MONIKA WERKSTATT: FEATURE
10 female artists from the Monika-Enterprise label travelled from Berlin to Uckermark. They opened up new forms of interaction and creative dialogue which found them falling into a process without any clear beginnings or ends. The end result was a beautiful and sonically rich album.
Ahead of the London date of their UK tour, we catch up with Gudrun, Danielle, Sonae, Barbara and Pilocka from Monika Werkstatt to talk process, improvisation, and creative collaboration.
What was the main inspiration behind the album? Did you have a theme in mind?

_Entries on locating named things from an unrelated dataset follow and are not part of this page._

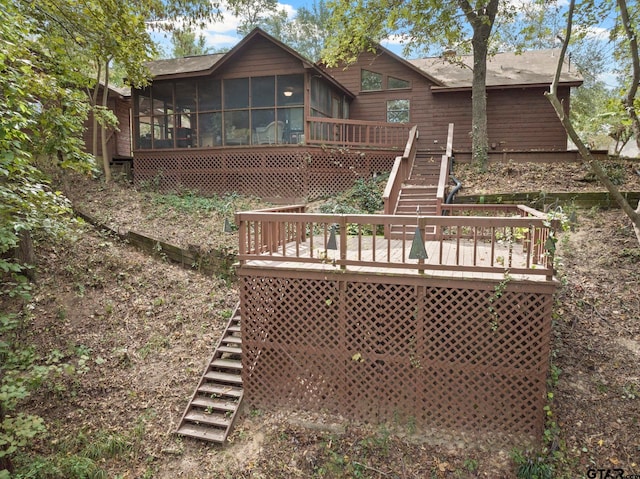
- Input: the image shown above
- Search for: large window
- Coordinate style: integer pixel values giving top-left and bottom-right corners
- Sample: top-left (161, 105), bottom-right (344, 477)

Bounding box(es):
top-left (387, 100), bottom-right (410, 123)
top-left (360, 69), bottom-right (411, 92)
top-left (360, 70), bottom-right (382, 91)
top-left (135, 74), bottom-right (304, 149)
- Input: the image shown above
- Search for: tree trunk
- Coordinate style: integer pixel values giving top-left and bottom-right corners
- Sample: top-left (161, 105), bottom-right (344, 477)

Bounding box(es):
top-left (100, 60), bottom-right (111, 183)
top-left (90, 60), bottom-right (102, 160)
top-left (13, 230), bottom-right (36, 281)
top-left (471, 29), bottom-right (489, 169)
top-left (545, 0), bottom-right (640, 243)
top-left (458, 0), bottom-right (499, 169)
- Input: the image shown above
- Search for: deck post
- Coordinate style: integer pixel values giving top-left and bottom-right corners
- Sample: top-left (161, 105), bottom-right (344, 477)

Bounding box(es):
top-left (339, 216), bottom-right (348, 270)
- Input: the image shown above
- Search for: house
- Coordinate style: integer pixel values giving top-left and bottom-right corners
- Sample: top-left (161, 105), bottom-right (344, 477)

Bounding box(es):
top-left (133, 29), bottom-right (581, 203)
top-left (328, 47), bottom-right (582, 159)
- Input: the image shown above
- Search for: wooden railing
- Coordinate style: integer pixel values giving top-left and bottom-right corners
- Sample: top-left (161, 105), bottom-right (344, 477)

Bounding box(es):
top-left (382, 126), bottom-right (418, 215)
top-left (305, 117), bottom-right (412, 148)
top-left (436, 123), bottom-right (453, 215)
top-left (236, 205), bottom-right (553, 280)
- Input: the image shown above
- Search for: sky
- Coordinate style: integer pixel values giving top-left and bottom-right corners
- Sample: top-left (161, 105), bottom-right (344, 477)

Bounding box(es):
top-left (152, 0), bottom-right (402, 56)
top-left (154, 0), bottom-right (617, 87)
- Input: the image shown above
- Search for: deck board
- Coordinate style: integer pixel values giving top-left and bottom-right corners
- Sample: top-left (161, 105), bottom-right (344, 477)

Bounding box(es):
top-left (244, 235), bottom-right (547, 281)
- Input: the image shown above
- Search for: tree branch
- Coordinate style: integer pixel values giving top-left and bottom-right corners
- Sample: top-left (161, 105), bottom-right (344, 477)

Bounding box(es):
top-left (545, 0), bottom-right (640, 243)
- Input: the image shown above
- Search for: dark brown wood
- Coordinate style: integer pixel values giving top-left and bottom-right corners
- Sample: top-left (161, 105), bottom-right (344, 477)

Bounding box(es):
top-left (328, 48), bottom-right (570, 154)
top-left (176, 304), bottom-right (244, 443)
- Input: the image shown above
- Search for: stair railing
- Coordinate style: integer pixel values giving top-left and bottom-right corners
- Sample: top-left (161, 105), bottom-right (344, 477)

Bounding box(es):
top-left (436, 123), bottom-right (453, 216)
top-left (382, 126), bottom-right (419, 226)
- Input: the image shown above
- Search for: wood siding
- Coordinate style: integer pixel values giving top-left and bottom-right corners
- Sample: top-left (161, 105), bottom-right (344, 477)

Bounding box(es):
top-left (327, 53), bottom-right (570, 151)
top-left (215, 36), bottom-right (305, 78)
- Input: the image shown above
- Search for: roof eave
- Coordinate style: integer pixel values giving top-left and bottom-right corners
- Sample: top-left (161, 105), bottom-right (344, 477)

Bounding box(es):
top-left (431, 80), bottom-right (583, 93)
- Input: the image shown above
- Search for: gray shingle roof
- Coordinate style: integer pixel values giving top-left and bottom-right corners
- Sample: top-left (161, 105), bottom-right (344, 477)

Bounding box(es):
top-left (409, 49), bottom-right (582, 88)
top-left (147, 53), bottom-right (225, 78)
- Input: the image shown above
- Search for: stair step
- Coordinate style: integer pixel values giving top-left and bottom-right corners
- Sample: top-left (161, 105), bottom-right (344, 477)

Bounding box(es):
top-left (184, 411), bottom-right (231, 428)
top-left (198, 383), bottom-right (243, 399)
top-left (191, 396), bottom-right (238, 413)
top-left (204, 371), bottom-right (242, 385)
top-left (177, 424), bottom-right (226, 442)
top-left (211, 358), bottom-right (242, 371)
top-left (218, 346), bottom-right (242, 354)
top-left (176, 303), bottom-right (244, 443)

Gudrun Gut: The idea behind the album was to get different artists together to exchange ideas. We had done some Monika Werkstatt events before in different German cities, and saw how interesting it could be to share knowledge and have fun together as well. For me, the Werkstatt is a totally new extension of the label work. I knew all the artists, but they didn’t all know each other, so the interesting thing was the collective process.
Danielle De Picciotto: Improvising together, and experimenting in being very receptive to the ideas of other women. Also melting down borders and pre-conceived compositional ideas.

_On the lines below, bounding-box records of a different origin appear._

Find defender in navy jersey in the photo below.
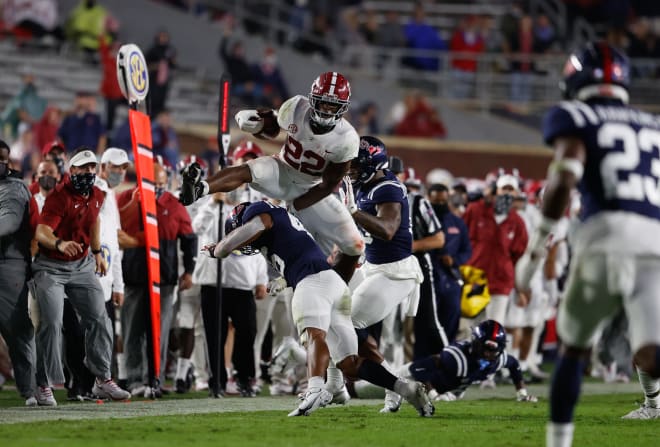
[516,43,660,446]
[404,320,538,402]
[343,136,424,412]
[204,202,435,417]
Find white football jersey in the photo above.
[277,95,360,183]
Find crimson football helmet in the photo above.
[309,71,351,127]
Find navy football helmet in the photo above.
[559,42,630,103]
[225,202,259,255]
[472,320,506,362]
[349,136,389,186]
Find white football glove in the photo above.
[234,110,264,134]
[516,388,539,404]
[340,176,358,216]
[266,276,287,296]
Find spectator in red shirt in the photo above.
[32,147,130,406]
[117,164,197,395]
[463,175,528,324]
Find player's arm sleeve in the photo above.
[176,202,197,274]
[277,95,303,129]
[0,188,28,237]
[39,191,66,232]
[502,352,523,388]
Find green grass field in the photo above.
[0,383,660,447]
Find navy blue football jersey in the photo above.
[355,171,412,264]
[543,100,660,220]
[243,202,330,288]
[408,341,522,394]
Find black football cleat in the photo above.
[179,162,204,206]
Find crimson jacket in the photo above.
[117,189,197,285]
[463,199,528,295]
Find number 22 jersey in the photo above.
[543,99,660,255]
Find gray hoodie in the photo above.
[0,175,32,262]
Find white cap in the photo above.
[101,147,131,166]
[69,150,98,167]
[495,174,520,191]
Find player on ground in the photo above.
[204,202,434,417]
[404,320,538,402]
[516,43,660,446]
[179,72,364,282]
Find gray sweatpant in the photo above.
[32,255,112,386]
[0,259,36,398]
[120,284,174,390]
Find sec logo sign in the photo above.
[117,43,149,102]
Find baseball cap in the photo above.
[69,149,98,167]
[41,140,66,155]
[101,147,131,166]
[495,174,520,191]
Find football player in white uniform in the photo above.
[180,72,364,282]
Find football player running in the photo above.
[180,72,364,282]
[516,43,660,446]
[204,202,435,417]
[329,136,424,413]
[402,320,538,402]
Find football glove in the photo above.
[516,388,539,403]
[340,176,358,216]
[234,110,264,134]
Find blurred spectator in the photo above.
[511,15,534,102]
[355,102,380,135]
[252,47,289,109]
[0,67,47,139]
[394,93,447,138]
[10,123,39,176]
[293,14,333,62]
[534,14,557,54]
[64,0,108,62]
[151,109,179,173]
[3,0,64,47]
[358,9,378,45]
[99,37,126,132]
[403,3,447,71]
[375,10,407,48]
[145,30,176,118]
[219,27,263,105]
[57,92,106,154]
[32,106,62,148]
[449,15,485,98]
[628,17,660,77]
[337,8,369,67]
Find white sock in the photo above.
[117,352,128,380]
[175,357,190,380]
[290,343,307,365]
[325,365,344,394]
[307,376,325,390]
[545,422,575,447]
[637,368,660,408]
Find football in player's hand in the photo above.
[255,107,280,138]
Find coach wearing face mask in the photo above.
[117,164,197,395]
[32,146,130,406]
[463,174,528,325]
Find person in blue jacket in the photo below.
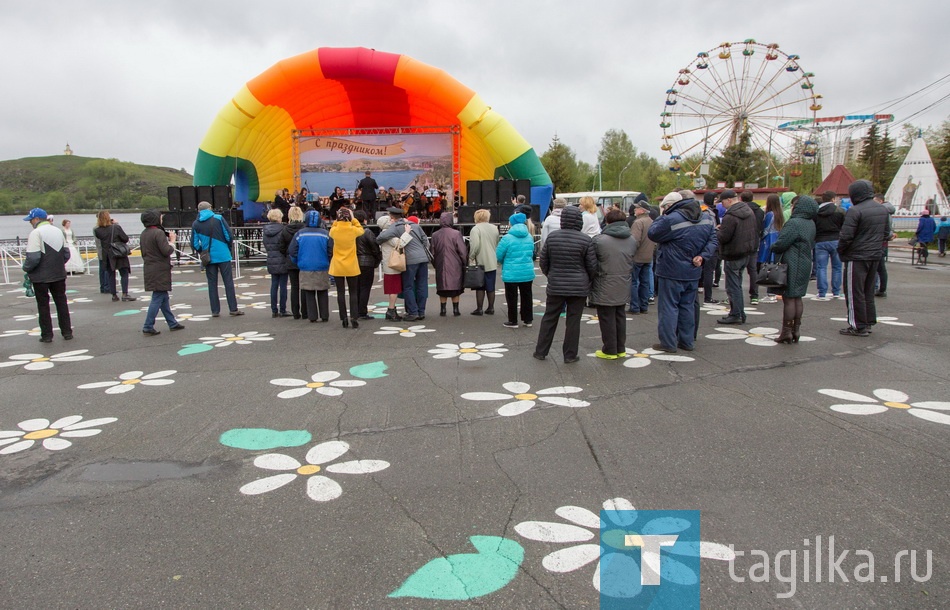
[647,192,719,353]
[287,210,333,322]
[191,201,244,318]
[495,214,534,328]
[915,201,937,265]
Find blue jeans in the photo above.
[205,261,237,313]
[142,290,178,330]
[722,255,752,318]
[815,239,841,297]
[402,263,429,316]
[270,273,288,313]
[656,278,700,348]
[630,261,653,313]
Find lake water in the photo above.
[0,213,145,240]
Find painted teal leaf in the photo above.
[178,343,214,356]
[389,536,524,600]
[218,428,313,451]
[350,360,389,379]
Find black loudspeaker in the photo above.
[515,180,531,203]
[210,184,231,210]
[197,186,214,203]
[162,210,181,228]
[465,180,482,205]
[181,186,198,212]
[168,186,181,212]
[482,180,498,205]
[498,180,515,205]
[178,210,198,229]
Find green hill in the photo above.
[0,155,192,214]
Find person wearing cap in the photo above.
[647,192,718,353]
[627,200,656,315]
[23,208,73,343]
[914,205,937,265]
[191,200,244,318]
[376,207,429,322]
[716,189,759,324]
[536,206,597,364]
[838,180,889,337]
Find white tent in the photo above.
[884,138,948,215]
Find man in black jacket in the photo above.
[716,189,759,324]
[838,180,888,337]
[534,206,597,364]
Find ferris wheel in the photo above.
[660,38,822,180]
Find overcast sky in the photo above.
[0,0,950,172]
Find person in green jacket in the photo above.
[772,195,818,343]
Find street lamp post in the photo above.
[617,161,633,191]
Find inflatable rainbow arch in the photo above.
[194,48,552,207]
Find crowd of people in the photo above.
[24,178,936,354]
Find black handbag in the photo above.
[463,265,485,290]
[755,263,788,288]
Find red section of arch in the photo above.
[318,48,400,84]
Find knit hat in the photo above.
[660,192,683,210]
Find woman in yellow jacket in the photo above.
[330,208,363,328]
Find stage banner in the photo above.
[297,133,453,197]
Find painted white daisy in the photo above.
[699,303,765,317]
[77,371,178,394]
[198,330,274,347]
[818,389,950,425]
[270,371,366,398]
[706,326,815,347]
[587,347,696,369]
[175,313,211,322]
[831,316,913,326]
[0,326,40,339]
[429,341,508,360]
[515,498,735,598]
[241,441,389,502]
[0,415,116,455]
[373,324,435,337]
[462,381,590,417]
[0,349,92,371]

Barbara Morgenstern: Coming together and playing together — simple and easy!
What was the compositional process when you made the album? Did it change for each song?
GG: We recorded three days in the studio improvising. Then each artist took one or two tracks home to her own studio to produce it. This was really important part of the process, because I didn’t want to do an improv record and also wanted to shed light on different ways of producing. Not only did it involve mixing it, but also making a song out of the material, recording new parts for it and using samples from the work to create the track. There was total freedom of how to proceed.

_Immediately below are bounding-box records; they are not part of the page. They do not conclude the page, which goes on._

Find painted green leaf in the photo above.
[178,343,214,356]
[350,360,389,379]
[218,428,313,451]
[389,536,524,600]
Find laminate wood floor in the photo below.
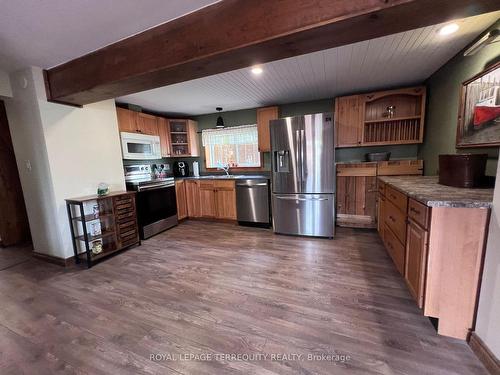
[0,221,486,375]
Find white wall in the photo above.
[476,158,500,358]
[6,68,125,258]
[5,69,60,255]
[0,70,12,97]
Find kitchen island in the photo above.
[378,176,493,339]
[379,176,493,208]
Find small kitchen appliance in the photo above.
[439,154,488,188]
[174,161,189,177]
[120,132,161,160]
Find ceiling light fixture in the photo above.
[215,107,224,129]
[439,23,459,36]
[464,29,500,56]
[252,66,263,76]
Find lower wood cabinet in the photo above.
[176,179,236,220]
[384,223,406,276]
[185,180,201,217]
[336,160,423,228]
[215,181,236,220]
[404,220,428,308]
[378,180,490,340]
[175,180,188,220]
[200,180,216,218]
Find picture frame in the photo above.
[456,62,500,148]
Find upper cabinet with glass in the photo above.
[116,107,200,157]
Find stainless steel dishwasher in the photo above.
[236,178,271,228]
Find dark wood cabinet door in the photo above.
[200,186,217,217]
[158,117,172,157]
[175,180,188,220]
[185,180,201,217]
[116,108,138,133]
[257,107,278,152]
[137,113,160,136]
[336,176,377,228]
[334,95,362,147]
[405,220,427,308]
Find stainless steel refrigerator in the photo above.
[270,113,335,238]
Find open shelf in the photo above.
[76,230,115,242]
[365,115,421,124]
[73,213,113,222]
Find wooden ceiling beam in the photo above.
[45,0,499,105]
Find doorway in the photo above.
[0,100,31,251]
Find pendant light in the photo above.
[215,107,224,129]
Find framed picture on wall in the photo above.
[457,62,500,148]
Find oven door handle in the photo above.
[137,182,175,191]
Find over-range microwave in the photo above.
[120,132,161,160]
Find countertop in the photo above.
[175,174,271,180]
[379,176,493,208]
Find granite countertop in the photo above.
[175,174,271,180]
[379,176,493,208]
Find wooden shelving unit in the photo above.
[362,87,425,146]
[334,86,425,147]
[66,192,140,268]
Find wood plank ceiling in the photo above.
[117,12,500,115]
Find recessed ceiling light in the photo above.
[252,66,263,76]
[439,23,458,36]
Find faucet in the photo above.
[217,162,231,177]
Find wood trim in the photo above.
[46,0,498,105]
[469,332,500,375]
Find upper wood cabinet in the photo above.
[116,107,200,157]
[334,86,426,147]
[185,180,201,217]
[137,112,160,135]
[158,117,172,158]
[257,107,278,152]
[334,95,363,147]
[116,108,159,135]
[116,107,139,133]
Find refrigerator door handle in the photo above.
[295,130,302,190]
[276,196,328,202]
[300,129,306,189]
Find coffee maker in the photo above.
[174,161,189,177]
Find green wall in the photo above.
[418,21,500,176]
[124,94,418,172]
[192,99,417,171]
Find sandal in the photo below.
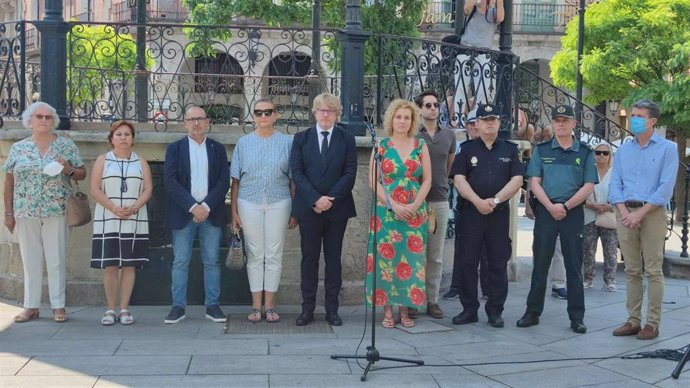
[247,309,262,323]
[266,309,280,323]
[101,310,117,326]
[14,309,38,323]
[117,309,134,325]
[381,317,395,329]
[53,308,69,323]
[400,317,415,327]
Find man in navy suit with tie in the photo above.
[164,106,230,323]
[290,93,357,326]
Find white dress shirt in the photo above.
[189,137,211,212]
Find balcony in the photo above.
[110,0,189,23]
[418,0,577,35]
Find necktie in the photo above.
[321,131,328,164]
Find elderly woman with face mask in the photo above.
[3,102,86,323]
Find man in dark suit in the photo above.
[164,107,230,323]
[290,93,357,326]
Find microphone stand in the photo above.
[331,122,424,381]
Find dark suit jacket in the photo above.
[290,126,357,221]
[163,136,230,229]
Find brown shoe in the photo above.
[613,322,640,337]
[637,325,659,340]
[426,303,445,319]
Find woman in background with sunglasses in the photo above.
[91,120,153,326]
[583,144,618,292]
[2,102,86,323]
[230,98,297,323]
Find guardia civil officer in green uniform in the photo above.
[517,105,598,333]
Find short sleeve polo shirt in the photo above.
[527,138,599,202]
[450,138,525,200]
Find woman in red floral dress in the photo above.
[366,99,431,328]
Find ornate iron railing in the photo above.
[67,23,340,132]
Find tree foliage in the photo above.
[67,24,155,106]
[551,0,690,131]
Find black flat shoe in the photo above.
[570,321,587,334]
[326,313,343,326]
[295,313,314,326]
[489,315,505,328]
[517,313,539,327]
[453,311,479,325]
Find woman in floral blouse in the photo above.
[3,102,86,323]
[366,100,431,328]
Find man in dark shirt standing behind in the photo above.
[410,91,457,319]
[450,105,524,328]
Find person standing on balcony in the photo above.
[450,105,524,328]
[609,100,678,340]
[454,0,505,112]
[163,106,230,323]
[290,93,357,326]
[408,91,457,319]
[517,105,598,334]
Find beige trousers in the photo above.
[15,216,68,309]
[616,207,666,328]
[424,201,450,303]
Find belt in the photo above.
[625,201,647,209]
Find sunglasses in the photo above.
[34,114,53,121]
[254,109,274,117]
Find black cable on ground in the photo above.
[346,345,690,370]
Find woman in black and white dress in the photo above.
[91,120,153,326]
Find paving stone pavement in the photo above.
[0,208,690,388]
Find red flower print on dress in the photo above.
[395,262,412,280]
[378,243,395,260]
[407,234,424,253]
[405,159,417,174]
[407,212,424,229]
[393,186,409,204]
[375,288,388,306]
[369,216,381,232]
[408,287,426,306]
[381,159,395,174]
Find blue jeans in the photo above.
[172,221,222,308]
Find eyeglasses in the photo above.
[254,109,274,117]
[184,117,208,123]
[34,113,53,121]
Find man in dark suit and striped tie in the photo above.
[290,93,357,326]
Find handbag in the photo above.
[225,229,247,271]
[592,193,617,229]
[65,179,91,226]
[594,212,616,229]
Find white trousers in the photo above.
[549,237,565,288]
[454,53,496,112]
[425,201,450,303]
[15,216,68,309]
[237,199,292,292]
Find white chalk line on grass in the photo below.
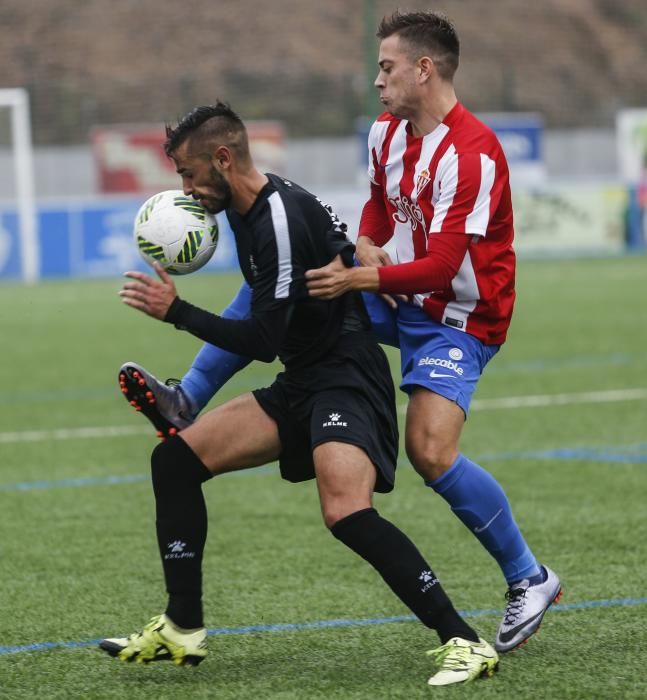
[0,388,647,444]
[0,598,647,656]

DP: I imported the improv session into Ableton Live and worked from there. As I am very interested in spoken word being mixed with electronic and instrumental music, I produced in that way and added quite a bit to the songs. I really enjoyed working with the raw material and moulding it into something new and special. It’s a different process than if you are starting from scratch.
What gear and instruments did you use?
GG: Everyone brought a small amount of gear, as most artists came by train. Antye (know by her artist name, AGF) works a lot with iPad apps, Pilocka and Lucrecia (Dalt) both had the same Scandinavian little tape machine, Islaja brought a fantastic analogue drum machine, and there were already some synths in the studio. I had my computer with Ableton on it, as well as the Volca Beats, Volca Bass and Monotron.
DP: I brought recorded sounds and sentences that I’d prepared for the session on my Roland SP-404SX, my violin and my BOSS ME-80 pedal board.
BM: On my side, I brought the Nord Lead VA Synth and my Fender Rhodes.
Pilocka Krach: I brought the Korg MS-20, a Yamaha Keytar and the Teenage Engineering OP-1.
Sonae: I used self-recorded and manipulated sounds played on AKAI controllers and an additional Volca Beats — simple tools totally work, and it’s the ideas and effort that need complexity, not the gear!
What are your other projects?
What is everyone up to now individually?
GG: I am working on a collaboration track with Ame, and on some film music with Thomas Fehlmann and Frank Wiedemann, but right now I’m concentrating on my solo album.
DP: I’m also currently working on my next solo album, and I will also be releasing an album with Alexander Hacke on December 1st through POTOMAK.
BM: I’m composing pieces for a children’s choir for a theatre piece by the director’s group Rimini Protokoll, which will be premiered in May 2018. I’m also currently working on my new album, which will be released autumn next year.
S: With my second album release on Monika Enterprise ahead, I am getting ready for concentrated solo work — I’m thinking about how to prepare the release and the live shows for next year.
PK: I’m keeping focussed on changing the world!